The pharisees knew and studied the Torah, prayed early and prayed often, and obeyed every aspect of the law, yet Jesus called them white washed tombs and hypocrites (Matthew 23:27). So while it is true we might be able to glean some information about what a person thinks about God or even knows about God by listening to that person’s prayer, we claim too much when we assert that we can obtain knowledge about the person’s relationship with God.
We, like David, go through times of joy and sorrow, contentment and need, and even love and anger; imagine I am angry with God, and although I have a great relationship with Him, I aloud and in public (due to circumstances no one knows anything about) were to pray, “Father, I cannot believe the way you are treating me; how could you put me through this? You have failed me again. I knew I couldn’t trust you.” How might someone who heard this prayer view my relationship with God? Would that person believe that I was a petulant child far from God or that I was close to God and honestly conveying my hurt and anger? An outside observer couldn’t possibly know, and any claim from him or her about my relationship with God would be nothing more than speculation.

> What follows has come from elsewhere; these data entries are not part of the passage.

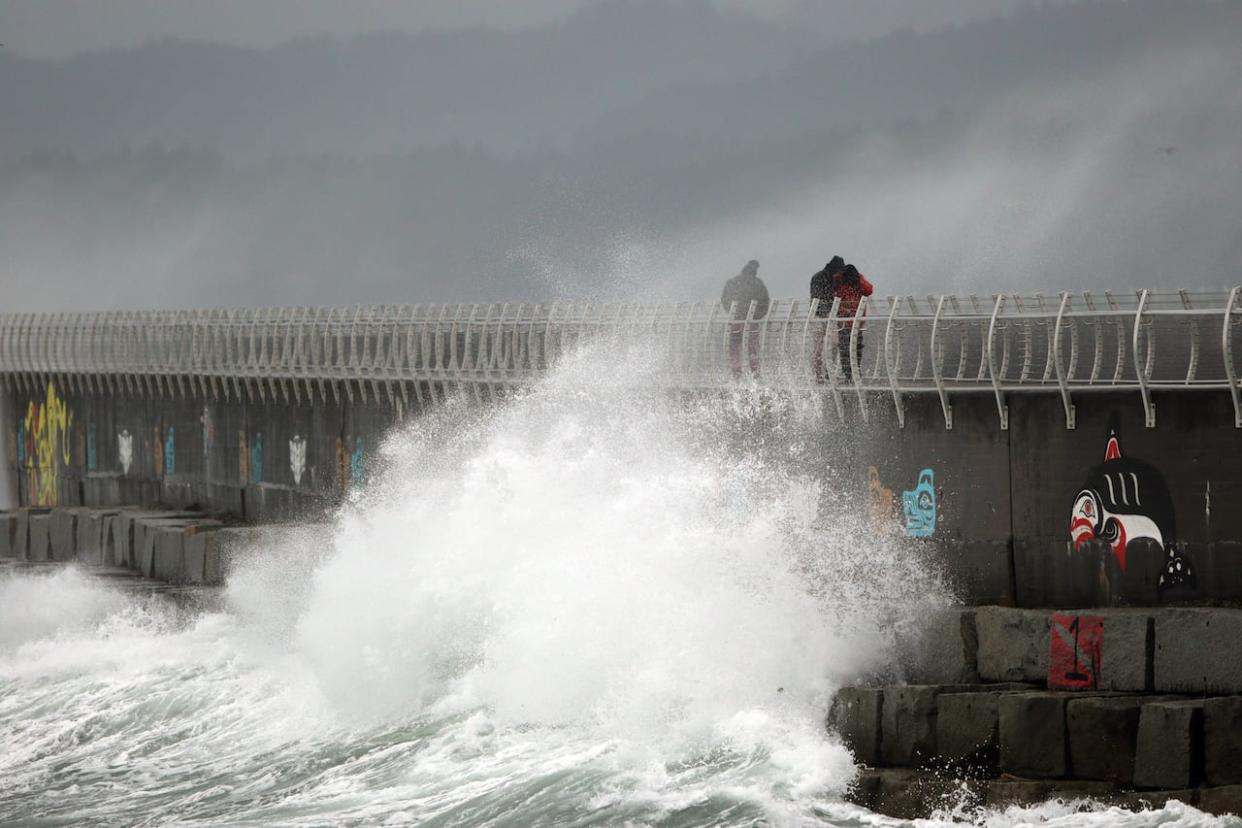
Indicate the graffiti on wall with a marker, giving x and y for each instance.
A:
(256, 458)
(919, 507)
(297, 458)
(126, 450)
(879, 502)
(1124, 500)
(46, 446)
(209, 433)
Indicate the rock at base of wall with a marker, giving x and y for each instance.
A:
(40, 538)
(944, 651)
(1191, 647)
(1012, 643)
(1032, 735)
(856, 718)
(1103, 734)
(1222, 740)
(9, 534)
(62, 534)
(1170, 745)
(1219, 802)
(966, 729)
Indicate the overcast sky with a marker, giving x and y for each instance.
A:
(57, 29)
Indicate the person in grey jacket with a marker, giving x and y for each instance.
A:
(737, 298)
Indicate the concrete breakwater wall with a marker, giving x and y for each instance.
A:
(1109, 513)
(1016, 705)
(176, 548)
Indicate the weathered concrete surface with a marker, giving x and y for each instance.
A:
(1032, 735)
(966, 728)
(1221, 801)
(856, 718)
(944, 652)
(1103, 735)
(1195, 651)
(40, 536)
(1012, 643)
(8, 534)
(1222, 740)
(1170, 745)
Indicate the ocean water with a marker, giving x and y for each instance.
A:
(590, 605)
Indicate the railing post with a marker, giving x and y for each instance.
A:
(1001, 407)
(889, 366)
(1140, 369)
(1061, 373)
(938, 368)
(1227, 350)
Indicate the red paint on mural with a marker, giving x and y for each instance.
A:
(1074, 657)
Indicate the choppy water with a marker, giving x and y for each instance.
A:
(583, 608)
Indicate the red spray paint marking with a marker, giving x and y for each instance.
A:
(1074, 657)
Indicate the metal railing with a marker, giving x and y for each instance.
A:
(947, 345)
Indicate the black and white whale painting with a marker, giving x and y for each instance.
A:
(1125, 499)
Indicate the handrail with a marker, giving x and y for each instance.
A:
(426, 350)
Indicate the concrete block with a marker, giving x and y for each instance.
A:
(1194, 651)
(62, 534)
(1032, 734)
(944, 651)
(1222, 740)
(1225, 800)
(92, 524)
(1170, 745)
(9, 534)
(40, 536)
(856, 718)
(1012, 643)
(1127, 652)
(1103, 735)
(1002, 793)
(966, 728)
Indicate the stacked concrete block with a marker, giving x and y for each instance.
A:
(966, 728)
(1170, 745)
(8, 534)
(856, 718)
(1222, 739)
(1127, 652)
(1012, 643)
(92, 525)
(944, 651)
(1195, 651)
(40, 538)
(62, 534)
(1103, 735)
(1032, 734)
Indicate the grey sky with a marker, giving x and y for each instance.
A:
(57, 29)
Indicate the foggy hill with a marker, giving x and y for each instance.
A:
(1024, 153)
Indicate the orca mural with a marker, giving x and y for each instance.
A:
(1125, 499)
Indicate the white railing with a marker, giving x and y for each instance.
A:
(1005, 344)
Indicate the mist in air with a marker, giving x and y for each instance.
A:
(616, 149)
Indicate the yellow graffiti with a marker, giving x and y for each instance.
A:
(47, 446)
(882, 513)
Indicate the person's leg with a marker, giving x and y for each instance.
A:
(753, 348)
(843, 350)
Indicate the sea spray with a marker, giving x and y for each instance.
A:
(589, 603)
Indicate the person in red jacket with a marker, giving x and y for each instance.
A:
(850, 286)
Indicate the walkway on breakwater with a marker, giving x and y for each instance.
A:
(1002, 705)
(176, 550)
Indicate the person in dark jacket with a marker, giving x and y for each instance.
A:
(745, 298)
(850, 287)
(822, 289)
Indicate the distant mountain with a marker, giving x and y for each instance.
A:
(501, 91)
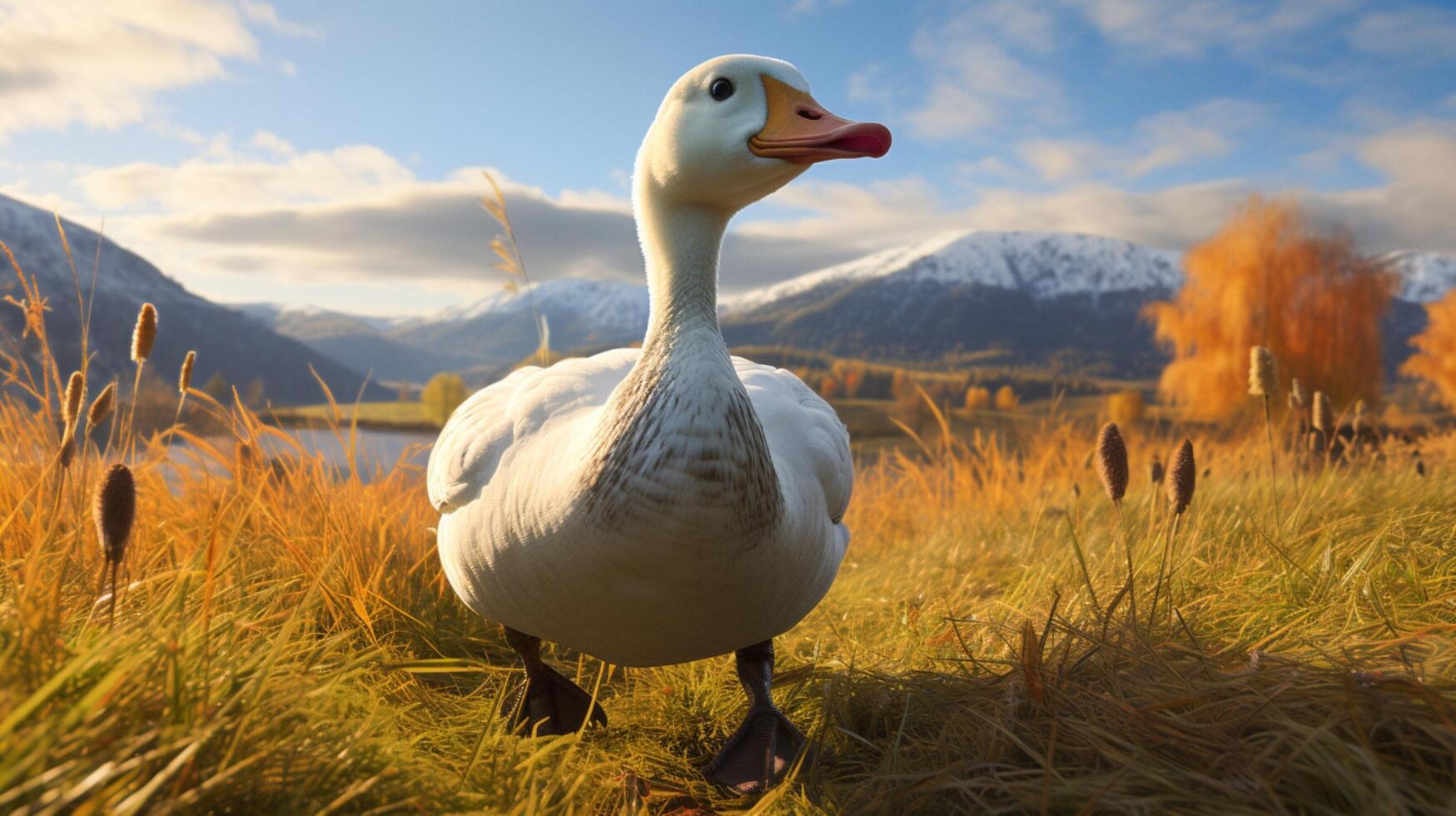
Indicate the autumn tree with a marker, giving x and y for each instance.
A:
(1434, 361)
(849, 375)
(1270, 279)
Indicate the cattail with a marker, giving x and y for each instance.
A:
(116, 509)
(72, 406)
(1321, 415)
(1183, 474)
(185, 376)
(146, 332)
(1111, 462)
(102, 406)
(1263, 378)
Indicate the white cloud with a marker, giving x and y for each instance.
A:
(1158, 28)
(101, 63)
(266, 15)
(266, 221)
(355, 217)
(1414, 32)
(225, 178)
(867, 85)
(977, 82)
(1162, 140)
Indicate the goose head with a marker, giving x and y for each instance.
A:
(736, 128)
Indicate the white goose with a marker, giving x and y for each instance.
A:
(673, 503)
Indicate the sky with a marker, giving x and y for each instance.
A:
(330, 153)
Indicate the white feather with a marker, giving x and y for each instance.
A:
(625, 505)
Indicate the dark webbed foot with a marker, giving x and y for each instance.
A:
(766, 745)
(554, 704)
(759, 754)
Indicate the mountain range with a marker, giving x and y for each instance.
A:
(1061, 301)
(1016, 297)
(226, 341)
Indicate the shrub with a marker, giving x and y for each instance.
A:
(977, 398)
(1434, 361)
(1006, 398)
(1126, 407)
(440, 396)
(1270, 279)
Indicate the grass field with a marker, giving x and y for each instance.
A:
(284, 641)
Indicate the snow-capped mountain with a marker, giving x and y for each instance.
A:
(1424, 276)
(303, 321)
(226, 343)
(501, 328)
(1038, 297)
(1036, 262)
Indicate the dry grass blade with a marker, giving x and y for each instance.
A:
(145, 334)
(101, 407)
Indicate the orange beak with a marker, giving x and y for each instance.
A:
(800, 130)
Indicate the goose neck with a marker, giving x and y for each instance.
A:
(680, 244)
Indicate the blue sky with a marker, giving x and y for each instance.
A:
(313, 153)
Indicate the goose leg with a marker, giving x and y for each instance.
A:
(765, 746)
(554, 704)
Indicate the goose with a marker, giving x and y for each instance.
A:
(668, 503)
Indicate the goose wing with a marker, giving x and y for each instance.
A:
(806, 436)
(499, 421)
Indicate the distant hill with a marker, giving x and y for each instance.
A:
(478, 338)
(226, 341)
(1044, 297)
(359, 341)
(1059, 301)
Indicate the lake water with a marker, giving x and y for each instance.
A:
(373, 449)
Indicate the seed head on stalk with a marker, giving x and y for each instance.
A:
(116, 507)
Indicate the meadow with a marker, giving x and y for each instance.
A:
(1002, 637)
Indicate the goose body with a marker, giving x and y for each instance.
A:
(670, 503)
(666, 545)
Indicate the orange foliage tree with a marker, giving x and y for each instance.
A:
(1270, 279)
(1434, 363)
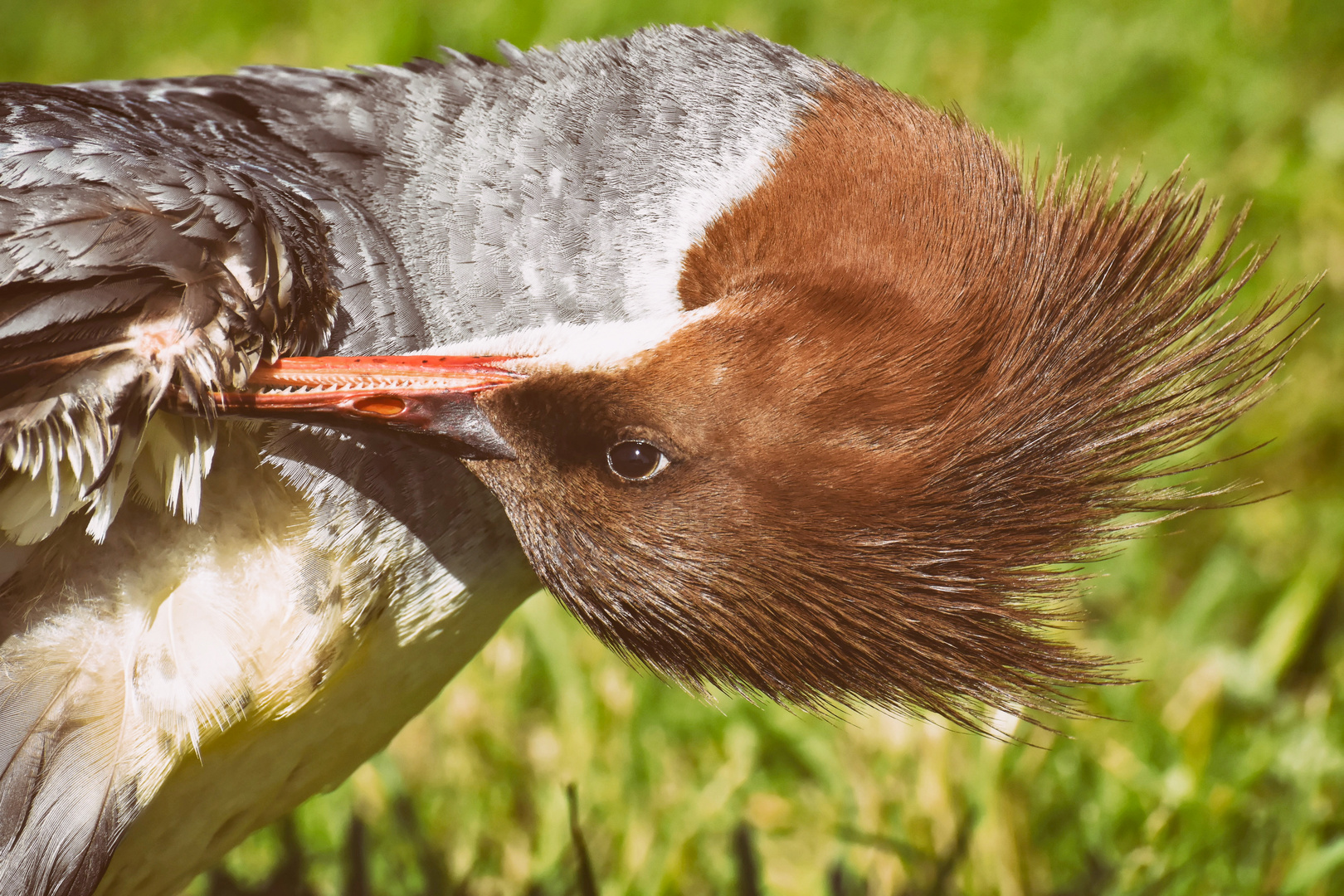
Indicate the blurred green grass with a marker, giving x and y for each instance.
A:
(1220, 772)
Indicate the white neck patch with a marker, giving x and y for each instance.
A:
(606, 345)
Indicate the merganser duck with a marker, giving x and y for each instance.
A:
(782, 382)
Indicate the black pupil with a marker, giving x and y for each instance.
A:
(633, 460)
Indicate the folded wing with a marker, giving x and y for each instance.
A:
(130, 265)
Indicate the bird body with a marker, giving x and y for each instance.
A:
(713, 303)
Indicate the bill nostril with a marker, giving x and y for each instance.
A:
(381, 405)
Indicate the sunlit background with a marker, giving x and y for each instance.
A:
(1222, 772)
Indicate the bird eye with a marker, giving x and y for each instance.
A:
(636, 460)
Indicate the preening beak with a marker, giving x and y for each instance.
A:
(422, 394)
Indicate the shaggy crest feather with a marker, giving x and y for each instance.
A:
(926, 392)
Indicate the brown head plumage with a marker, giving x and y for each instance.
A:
(925, 392)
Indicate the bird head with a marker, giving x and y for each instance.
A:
(908, 390)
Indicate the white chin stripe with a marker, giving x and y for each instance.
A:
(600, 345)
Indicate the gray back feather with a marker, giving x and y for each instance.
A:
(436, 202)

But now let’s look at what the Bible says about spoken prayer and determine whether or not we can accurately measure the depth of someone’s relationship with God by means of spoken prayer.
Matthew 6:5-8, And when you pray, you must not be like the hypocrites. For they love to stand and pray in the synagogues and at the street corners, that they may be seen by others. Truly, I say to you, they have received their reward. But when you pray, go into your room and shut the door and pray to your Father who is in secret. And your Father who sees in secret will reward you. And when you pray, do not heap up empty phrases as the Gentiles do, for they think that they will be heard for their many words. Do not be like them, for your Father knows what you need before you ask him.
Ecclesiastes 5:2, Be not rash with your mouth, nor let your heart be hasty to utter a word before God, for God is in heaven and you are on earth. Therefore let your words be few.
1 Thessalonians 5:17, Pray without ceasing.
So who is right; well, everyone is right in a sense: we are to pray all the time and to use as many or as few words as needed; however, no one can judge our relationship with God based on hearing us pray as the Pharisees believed. Only God can judge the heart—only He knows just how close your are to Him. Why?
Jeremiah 17: 9-10, The heart is deceitful above all things, and desperately sick; who can understand it? “I the Lord search the heart and test the mind, to give every man according to his ways, according to the fruit of his deeds.”
1 Samuel 16:7, But the Lord said to Samuel, “Do not look on his appearance or on the height of his stature, because I have rejected him. For the Lord sees not as man sees: man looks on the outward appearance, but the Lord looks on the heart.”
So whether your prayer is long or short or whether you choose to pray quietly or aloud, keep your focus on God that your prayer may be as David wrote in Psalm 141:2, “May my prayer be set before you like incense; may the lifting up of my hands be like the evening sacrifice,” caring not about what others may think and not judging others as they pray.